A Injustiça do “Não Saber”
O poema aborda a necessidade autista de lógica e sentido. A dor não vem apenas da tristeza, mas da falta de compreensão sistêmica: “Por que as pessoas agem assim?”, “Por que sinto o que sinto?”. Para a jovem autora, a vida parece um jogo cujas regras foram distribuídas a todos, menos a ela. Essa busca pelo “motivo” é a tentativa de intelectualizar a existência para sobreviver a ela.
A Culpa, a Internalização de Rótulos e a Teimosia da Esperança
Talvez a parte mais crua do poema seja o medo de ser “impulsiva, impertinente, egoísta e arrogante”. Esta estrofe é um inventário dos rótulos incorretos que a sociedade impõe ao comportamento autista feminino, e que eu não teria se fosse homem, mas não absorvia como indicativo do lugar que deveria ocupar, e sim como violência gratuita.

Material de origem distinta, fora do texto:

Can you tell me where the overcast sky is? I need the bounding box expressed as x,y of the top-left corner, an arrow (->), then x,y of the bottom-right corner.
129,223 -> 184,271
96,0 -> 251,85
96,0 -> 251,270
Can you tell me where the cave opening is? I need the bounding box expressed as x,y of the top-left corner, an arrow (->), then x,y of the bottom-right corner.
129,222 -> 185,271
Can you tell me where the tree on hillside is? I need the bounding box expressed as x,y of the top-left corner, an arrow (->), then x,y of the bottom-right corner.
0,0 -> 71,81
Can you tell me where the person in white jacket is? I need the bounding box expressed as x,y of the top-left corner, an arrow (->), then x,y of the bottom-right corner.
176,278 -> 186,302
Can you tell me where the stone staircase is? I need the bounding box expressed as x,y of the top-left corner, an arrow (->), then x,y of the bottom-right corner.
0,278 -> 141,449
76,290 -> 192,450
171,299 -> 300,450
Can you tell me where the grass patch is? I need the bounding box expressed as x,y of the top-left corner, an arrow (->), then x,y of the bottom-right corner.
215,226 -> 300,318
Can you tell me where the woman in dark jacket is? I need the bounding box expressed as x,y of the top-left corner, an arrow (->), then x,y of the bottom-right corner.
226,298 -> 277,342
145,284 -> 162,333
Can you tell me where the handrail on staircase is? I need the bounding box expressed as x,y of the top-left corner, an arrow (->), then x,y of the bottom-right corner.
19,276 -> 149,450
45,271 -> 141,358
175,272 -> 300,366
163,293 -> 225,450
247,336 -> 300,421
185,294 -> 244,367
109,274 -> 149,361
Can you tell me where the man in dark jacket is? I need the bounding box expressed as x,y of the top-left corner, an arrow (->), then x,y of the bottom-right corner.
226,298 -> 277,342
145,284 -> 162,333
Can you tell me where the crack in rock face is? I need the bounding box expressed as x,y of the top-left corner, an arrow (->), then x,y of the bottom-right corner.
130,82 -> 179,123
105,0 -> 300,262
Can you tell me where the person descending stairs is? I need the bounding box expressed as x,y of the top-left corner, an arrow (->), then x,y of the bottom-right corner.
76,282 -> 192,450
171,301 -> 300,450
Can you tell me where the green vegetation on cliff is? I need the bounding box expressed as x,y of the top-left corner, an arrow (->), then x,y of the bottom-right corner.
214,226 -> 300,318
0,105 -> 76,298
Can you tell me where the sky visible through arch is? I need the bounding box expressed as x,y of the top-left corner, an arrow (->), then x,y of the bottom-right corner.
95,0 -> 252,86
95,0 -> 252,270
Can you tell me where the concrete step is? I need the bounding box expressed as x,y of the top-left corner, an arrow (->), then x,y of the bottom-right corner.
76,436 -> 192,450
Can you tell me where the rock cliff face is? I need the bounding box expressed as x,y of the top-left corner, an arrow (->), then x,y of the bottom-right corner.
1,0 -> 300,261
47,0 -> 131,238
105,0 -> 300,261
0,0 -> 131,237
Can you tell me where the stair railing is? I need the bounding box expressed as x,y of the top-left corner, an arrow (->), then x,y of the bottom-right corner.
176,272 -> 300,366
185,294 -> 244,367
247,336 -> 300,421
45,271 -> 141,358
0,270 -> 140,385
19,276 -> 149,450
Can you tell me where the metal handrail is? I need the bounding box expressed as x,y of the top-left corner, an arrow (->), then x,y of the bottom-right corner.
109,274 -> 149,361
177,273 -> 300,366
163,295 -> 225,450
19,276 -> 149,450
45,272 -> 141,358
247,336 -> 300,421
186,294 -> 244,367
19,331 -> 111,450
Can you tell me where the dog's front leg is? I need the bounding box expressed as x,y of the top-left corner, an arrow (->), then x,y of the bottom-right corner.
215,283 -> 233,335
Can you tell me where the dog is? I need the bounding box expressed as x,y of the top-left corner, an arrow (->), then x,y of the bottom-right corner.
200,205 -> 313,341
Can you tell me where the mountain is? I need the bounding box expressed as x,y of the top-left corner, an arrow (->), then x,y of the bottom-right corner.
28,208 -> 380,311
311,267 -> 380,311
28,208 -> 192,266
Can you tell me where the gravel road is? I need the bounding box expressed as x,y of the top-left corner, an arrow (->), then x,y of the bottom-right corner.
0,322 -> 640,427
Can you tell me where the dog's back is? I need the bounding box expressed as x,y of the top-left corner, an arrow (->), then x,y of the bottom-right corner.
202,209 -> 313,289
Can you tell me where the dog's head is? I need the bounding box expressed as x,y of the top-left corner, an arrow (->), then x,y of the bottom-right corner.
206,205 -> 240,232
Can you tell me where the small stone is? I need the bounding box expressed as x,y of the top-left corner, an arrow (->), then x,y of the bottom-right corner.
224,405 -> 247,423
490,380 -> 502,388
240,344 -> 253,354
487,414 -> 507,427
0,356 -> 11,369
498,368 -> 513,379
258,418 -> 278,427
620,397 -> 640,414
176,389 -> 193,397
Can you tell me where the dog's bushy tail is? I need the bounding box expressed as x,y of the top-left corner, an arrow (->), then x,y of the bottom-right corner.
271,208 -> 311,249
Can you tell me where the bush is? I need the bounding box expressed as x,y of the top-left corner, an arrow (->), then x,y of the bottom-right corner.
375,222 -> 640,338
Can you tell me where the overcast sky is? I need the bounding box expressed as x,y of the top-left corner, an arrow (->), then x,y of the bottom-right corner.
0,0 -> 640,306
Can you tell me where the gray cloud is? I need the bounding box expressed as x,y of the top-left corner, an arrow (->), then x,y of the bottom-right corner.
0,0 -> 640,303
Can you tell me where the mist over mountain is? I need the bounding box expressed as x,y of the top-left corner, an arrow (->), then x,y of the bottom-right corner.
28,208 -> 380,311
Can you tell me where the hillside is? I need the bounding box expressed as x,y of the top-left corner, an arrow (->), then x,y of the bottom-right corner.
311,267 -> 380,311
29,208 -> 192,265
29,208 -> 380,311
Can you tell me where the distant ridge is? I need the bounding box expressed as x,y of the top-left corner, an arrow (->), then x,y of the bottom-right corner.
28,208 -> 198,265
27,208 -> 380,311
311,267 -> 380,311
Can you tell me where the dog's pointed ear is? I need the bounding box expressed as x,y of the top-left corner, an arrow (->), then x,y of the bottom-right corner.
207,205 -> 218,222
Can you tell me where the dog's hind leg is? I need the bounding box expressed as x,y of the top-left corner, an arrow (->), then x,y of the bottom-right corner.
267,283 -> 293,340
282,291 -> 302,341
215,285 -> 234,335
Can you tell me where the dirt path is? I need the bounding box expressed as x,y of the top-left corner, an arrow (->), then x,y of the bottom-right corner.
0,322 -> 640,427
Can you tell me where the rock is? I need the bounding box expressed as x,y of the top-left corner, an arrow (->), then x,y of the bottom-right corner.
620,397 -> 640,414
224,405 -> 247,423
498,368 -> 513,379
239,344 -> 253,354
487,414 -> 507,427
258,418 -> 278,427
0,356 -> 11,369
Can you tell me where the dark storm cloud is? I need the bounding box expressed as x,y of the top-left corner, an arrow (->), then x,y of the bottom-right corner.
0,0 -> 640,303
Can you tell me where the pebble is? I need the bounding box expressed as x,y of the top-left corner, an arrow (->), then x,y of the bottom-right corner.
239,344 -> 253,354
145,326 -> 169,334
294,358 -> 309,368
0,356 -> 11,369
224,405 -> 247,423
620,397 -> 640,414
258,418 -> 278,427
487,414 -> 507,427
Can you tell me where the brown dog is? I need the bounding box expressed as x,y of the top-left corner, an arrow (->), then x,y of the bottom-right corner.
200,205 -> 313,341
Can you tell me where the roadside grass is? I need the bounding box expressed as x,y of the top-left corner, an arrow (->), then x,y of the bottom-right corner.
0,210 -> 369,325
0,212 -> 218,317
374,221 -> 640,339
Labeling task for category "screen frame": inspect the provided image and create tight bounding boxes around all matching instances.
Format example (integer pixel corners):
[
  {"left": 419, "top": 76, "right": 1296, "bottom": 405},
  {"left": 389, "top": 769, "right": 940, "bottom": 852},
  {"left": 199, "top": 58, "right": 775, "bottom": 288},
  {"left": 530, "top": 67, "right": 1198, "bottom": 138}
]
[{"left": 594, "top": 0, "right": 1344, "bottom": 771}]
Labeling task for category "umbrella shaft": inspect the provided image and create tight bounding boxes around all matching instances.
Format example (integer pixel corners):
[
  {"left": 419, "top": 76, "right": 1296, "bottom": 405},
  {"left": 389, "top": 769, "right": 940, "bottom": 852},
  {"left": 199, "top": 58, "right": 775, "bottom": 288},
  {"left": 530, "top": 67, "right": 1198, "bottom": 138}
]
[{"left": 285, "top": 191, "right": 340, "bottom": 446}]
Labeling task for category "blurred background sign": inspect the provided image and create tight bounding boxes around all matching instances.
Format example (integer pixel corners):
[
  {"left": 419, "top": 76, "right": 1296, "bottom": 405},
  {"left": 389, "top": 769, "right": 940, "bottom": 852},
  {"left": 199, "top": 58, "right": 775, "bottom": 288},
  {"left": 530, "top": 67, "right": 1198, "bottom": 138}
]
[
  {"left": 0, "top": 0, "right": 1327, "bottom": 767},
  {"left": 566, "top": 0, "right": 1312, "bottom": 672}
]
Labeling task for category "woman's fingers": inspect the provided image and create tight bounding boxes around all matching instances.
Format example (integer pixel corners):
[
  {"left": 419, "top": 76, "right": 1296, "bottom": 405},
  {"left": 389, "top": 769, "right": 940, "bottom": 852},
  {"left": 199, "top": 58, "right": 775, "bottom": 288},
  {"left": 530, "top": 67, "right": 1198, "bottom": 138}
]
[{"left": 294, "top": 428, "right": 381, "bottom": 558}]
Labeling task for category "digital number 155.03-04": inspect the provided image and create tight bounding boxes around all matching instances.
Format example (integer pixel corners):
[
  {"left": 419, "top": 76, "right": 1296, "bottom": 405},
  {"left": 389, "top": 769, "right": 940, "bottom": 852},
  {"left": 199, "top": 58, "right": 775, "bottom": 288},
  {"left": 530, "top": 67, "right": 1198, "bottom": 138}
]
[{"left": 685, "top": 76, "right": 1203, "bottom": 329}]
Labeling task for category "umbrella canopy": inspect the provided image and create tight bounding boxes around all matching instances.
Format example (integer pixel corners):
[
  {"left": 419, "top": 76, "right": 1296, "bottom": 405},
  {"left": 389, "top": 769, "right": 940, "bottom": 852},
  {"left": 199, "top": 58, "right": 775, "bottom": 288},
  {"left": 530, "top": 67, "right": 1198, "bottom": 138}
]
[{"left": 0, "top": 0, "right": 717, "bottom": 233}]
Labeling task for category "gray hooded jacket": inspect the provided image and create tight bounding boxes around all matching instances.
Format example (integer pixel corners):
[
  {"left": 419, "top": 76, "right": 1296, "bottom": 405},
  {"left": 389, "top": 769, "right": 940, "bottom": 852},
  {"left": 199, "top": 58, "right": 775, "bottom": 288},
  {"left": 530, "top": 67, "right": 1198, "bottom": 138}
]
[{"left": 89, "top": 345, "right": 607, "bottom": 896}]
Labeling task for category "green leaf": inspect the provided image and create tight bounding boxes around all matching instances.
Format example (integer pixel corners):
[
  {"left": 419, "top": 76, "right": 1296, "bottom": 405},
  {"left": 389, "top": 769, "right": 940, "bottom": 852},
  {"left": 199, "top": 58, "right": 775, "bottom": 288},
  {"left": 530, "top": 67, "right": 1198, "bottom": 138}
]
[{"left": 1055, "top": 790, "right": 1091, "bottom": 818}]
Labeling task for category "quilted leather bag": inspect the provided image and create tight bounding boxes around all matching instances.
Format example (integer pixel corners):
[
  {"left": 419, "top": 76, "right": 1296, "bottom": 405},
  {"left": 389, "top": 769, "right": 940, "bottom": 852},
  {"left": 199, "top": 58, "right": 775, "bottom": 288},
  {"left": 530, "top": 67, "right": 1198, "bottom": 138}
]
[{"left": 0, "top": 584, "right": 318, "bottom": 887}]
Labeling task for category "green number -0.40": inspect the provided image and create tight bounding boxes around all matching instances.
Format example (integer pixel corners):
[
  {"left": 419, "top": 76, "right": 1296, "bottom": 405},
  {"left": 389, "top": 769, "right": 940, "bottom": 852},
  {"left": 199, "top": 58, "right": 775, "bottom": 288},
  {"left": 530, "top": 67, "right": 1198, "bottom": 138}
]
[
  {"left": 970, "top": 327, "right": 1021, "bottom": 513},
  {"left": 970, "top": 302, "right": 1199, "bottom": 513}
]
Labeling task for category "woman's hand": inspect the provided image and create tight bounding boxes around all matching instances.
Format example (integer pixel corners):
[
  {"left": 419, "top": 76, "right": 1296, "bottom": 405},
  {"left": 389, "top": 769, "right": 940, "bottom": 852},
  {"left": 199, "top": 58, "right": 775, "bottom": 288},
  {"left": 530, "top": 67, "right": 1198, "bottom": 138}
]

Apesar da confusão e da culpa, o poema encerra com uma nota de resiliência desafiadora: “nunca desistir de achar na vida / o prazer de que não desfruto ainda”. Isso revela que, mesmo “perdida”, a Andarilha sabe que existe uma forma de felicidade compatível com ela, mesmo que o mundo “comum” ainda não a tenha oferecido. É a recusa em aceitar que a vida deve ser apenas sofrimento e adaptação forçada. “Ainda” é a palavra que encapsula a esperança, transformando a andarilha em uma peça de resistência. Uma peça que confere uma dignidade lírica a um sofrimento invisível e o transforma em arte sonora e tangível.